I 40mila del Fatto e le colpe della sinistra

I quarantamila che hanno sottoscritto l’appello de Il Fatto a sostegno dei magistrati di Palermo che indagano sulla “presunta” trattativa tra stato e mafia rappresentano una cifra sicuramente consistente. Che, tra l’altro, conferma l’ampiezza del bacino di lettori su cui può contare il giornale di Antonio Padellaro e Marco Travaglio e premia la linea editoriale di sfida giustizialista agli altri giornali di sinistra (in particolare La Repubblica ma anche L’Unità) portata avanti con determinazione dalla direzione del quotidiano.

Ma quei quarantamila non sono solo una dimostrazione eloquente della tenuta del mercato editoriale di riferimento de Il Fatto. Sono, anche e soprattutto, l’espressione di indicazioni politiche precise. La principale è che chi pensa di poter cancellare dal prossimo Parlamento con una legge elettorale apposita le componenti politiche d’ispirazione giustizialista, sbaglia clamorosamente e s’illude pericolosamente. Esiste un blocco giustizialista nel nostro paese, coccolato e cresciuto grazie all’apporto della sinistra tradizionale (Padellaro e Travaglio hanno fatto le prove del Il Fatto a L’Unità, organo del Pds-Pd diretto da Furio Colombo), che è formato da media agguerriti, da intellettuali e giornalisti super-affermati (Santoro, Saviano), da settori sempre più ampi della magistratura, dal nucleo dipietrista dell’Italia dei Valori, da un pugno di finiani manettari in cerca di collocazione e che può contare su una fascia di veri e propri militanti (i quarantamila in questione) e su un’area più ampia di potenziali consensi elettorali.

La sinistra tradizionale si è comportata da apprendista stregone per oltre trent’anni con questa minoranza usata come lancia di punta contro i propri nemici. Ed ora che non riesce più a tenerla sotto controllo e che è diventata il “nemico a sinistra” da eliminare ad ogni costo secondo la lezione mai dimenticata della Terza Internazionale, pensa di eliminarla dalla scena pubblica con lo sbarramento del cinque per cento nella nuova legge elettorale ed usando qualche “quinta colonna” inserita dentro l’Italia dei Valori.

L’illusione è pericolosa non solo perché i numeri indicano che questo blocco giustizialista può superare lo sbarramento. Ma soprattutto perché, se anche i suoi rappresentanti non riuscissero ad entrare in Parlamento, potrebbero tranquillamente portare avanti i loro disegni e le loro strategie politiche senza alcun problema.

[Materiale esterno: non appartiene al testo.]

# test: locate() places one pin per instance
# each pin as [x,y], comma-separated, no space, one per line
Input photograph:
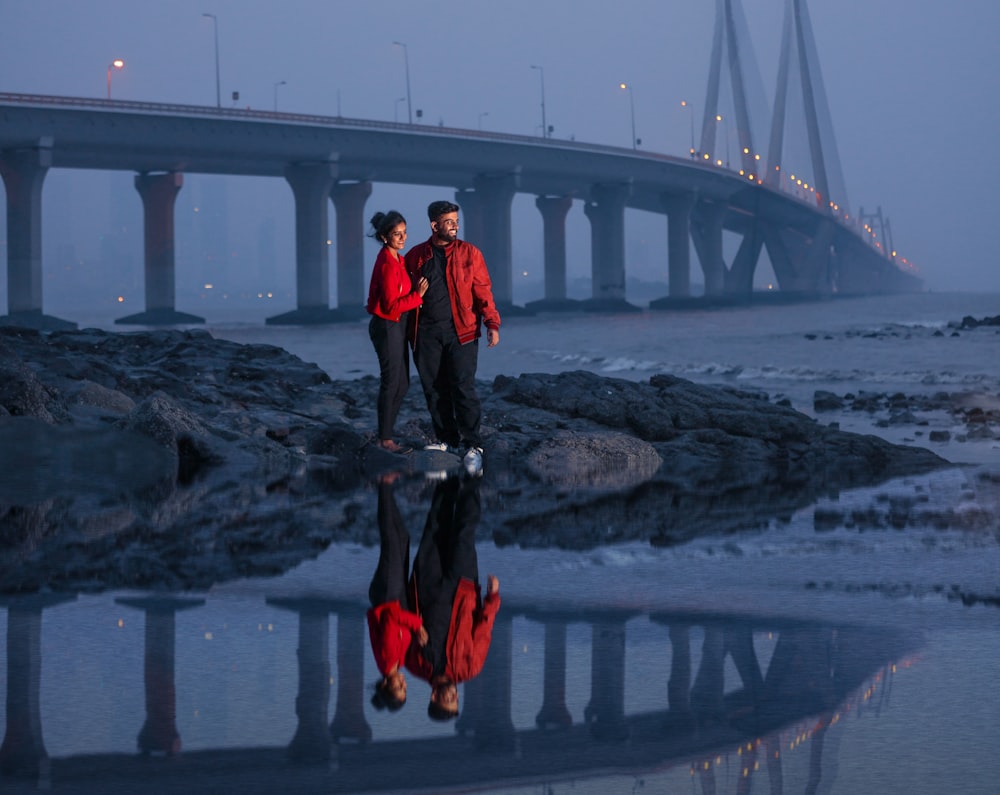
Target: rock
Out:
[269,460]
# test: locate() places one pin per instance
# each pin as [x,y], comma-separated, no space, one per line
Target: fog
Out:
[911,87]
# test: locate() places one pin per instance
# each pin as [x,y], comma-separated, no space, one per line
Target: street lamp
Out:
[631,105]
[218,89]
[117,63]
[686,104]
[406,64]
[541,75]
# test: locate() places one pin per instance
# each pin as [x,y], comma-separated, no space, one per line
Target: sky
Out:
[913,89]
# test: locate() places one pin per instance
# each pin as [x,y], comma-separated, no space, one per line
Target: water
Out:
[875,676]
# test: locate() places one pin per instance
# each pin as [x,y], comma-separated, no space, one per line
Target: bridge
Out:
[816,245]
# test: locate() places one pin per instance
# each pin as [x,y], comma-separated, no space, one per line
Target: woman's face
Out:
[397,237]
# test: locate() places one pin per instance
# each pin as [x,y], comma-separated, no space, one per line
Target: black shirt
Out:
[437,302]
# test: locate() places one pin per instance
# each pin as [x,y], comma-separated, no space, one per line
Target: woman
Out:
[390,297]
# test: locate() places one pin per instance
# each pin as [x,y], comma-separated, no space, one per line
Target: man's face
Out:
[445,228]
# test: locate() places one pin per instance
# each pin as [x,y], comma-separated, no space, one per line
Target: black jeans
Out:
[389,339]
[447,372]
[393,570]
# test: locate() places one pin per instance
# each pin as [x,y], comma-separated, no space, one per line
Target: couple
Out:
[433,621]
[438,297]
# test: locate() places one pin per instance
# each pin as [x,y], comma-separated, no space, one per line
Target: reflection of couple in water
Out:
[432,621]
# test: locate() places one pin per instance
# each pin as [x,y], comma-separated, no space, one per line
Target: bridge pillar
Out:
[472,217]
[606,212]
[311,184]
[489,695]
[554,210]
[605,713]
[23,172]
[158,193]
[159,732]
[349,202]
[496,193]
[349,718]
[706,229]
[554,713]
[23,750]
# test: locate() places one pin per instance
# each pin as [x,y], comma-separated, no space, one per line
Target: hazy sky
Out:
[913,87]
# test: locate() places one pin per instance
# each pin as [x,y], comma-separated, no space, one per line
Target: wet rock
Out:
[270,460]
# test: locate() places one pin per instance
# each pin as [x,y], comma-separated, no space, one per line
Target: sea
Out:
[799,656]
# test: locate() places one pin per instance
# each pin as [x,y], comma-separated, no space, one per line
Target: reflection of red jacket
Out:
[390,292]
[469,636]
[469,285]
[391,629]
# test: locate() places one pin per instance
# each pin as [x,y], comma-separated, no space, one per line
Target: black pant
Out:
[447,372]
[389,339]
[446,554]
[389,581]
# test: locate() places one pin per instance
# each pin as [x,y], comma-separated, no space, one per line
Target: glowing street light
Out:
[218,89]
[631,105]
[687,105]
[117,63]
[541,74]
[406,64]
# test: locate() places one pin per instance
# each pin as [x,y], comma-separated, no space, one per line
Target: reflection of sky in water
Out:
[924,726]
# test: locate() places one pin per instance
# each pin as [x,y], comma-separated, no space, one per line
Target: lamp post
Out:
[406,65]
[218,88]
[687,105]
[541,75]
[631,106]
[117,63]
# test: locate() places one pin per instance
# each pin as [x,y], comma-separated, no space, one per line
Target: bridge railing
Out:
[789,188]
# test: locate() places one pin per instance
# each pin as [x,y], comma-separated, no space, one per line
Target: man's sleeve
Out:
[482,291]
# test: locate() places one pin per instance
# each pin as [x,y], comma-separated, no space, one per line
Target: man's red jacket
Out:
[469,636]
[469,285]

L’area giustizialista, in sostanza, non è la vecchia Rifondazione Comunista di Fausto Bertinotti. Perché un Di Pietro estromesso dal Parlamento può fare ugualmente il capo-popolo. Padellaro, Travaglio, Santoro e Saviano non hanno alcun bisogno di sedere a Montecitorio o a Palazzo Madama per dare fuoco alle loro polveri. A differenza degli ultra-comunisti del passato, infatti, i giustizialisti giocano la loro partita nel tessuto societario del paese. Sempre e comunque di concerto, di sponda o di riflesso delle iniziative di quella parte della magistratura (il caso Ingroia insegna) che non processa la politica per punirla di qualche nefandezza, vera o presunta che sia, ma solo ed esclusivamente per sottometterla.   

Non sarà una legge elettorale adattata alle proprie esigenze politiciste a sciogliere un blocco giustizialista che è la vera opposizione antisistema esistente nel paese. L’unica soluzione, come forse incomincia a capire Giorgio Napolitano, è una riforma della giustizia che riporti l’equilibrio nella tripartizione dei poteri nello stato di diritto. Quella riforma che la sinistra non ha mai avuto il coraggio di fare.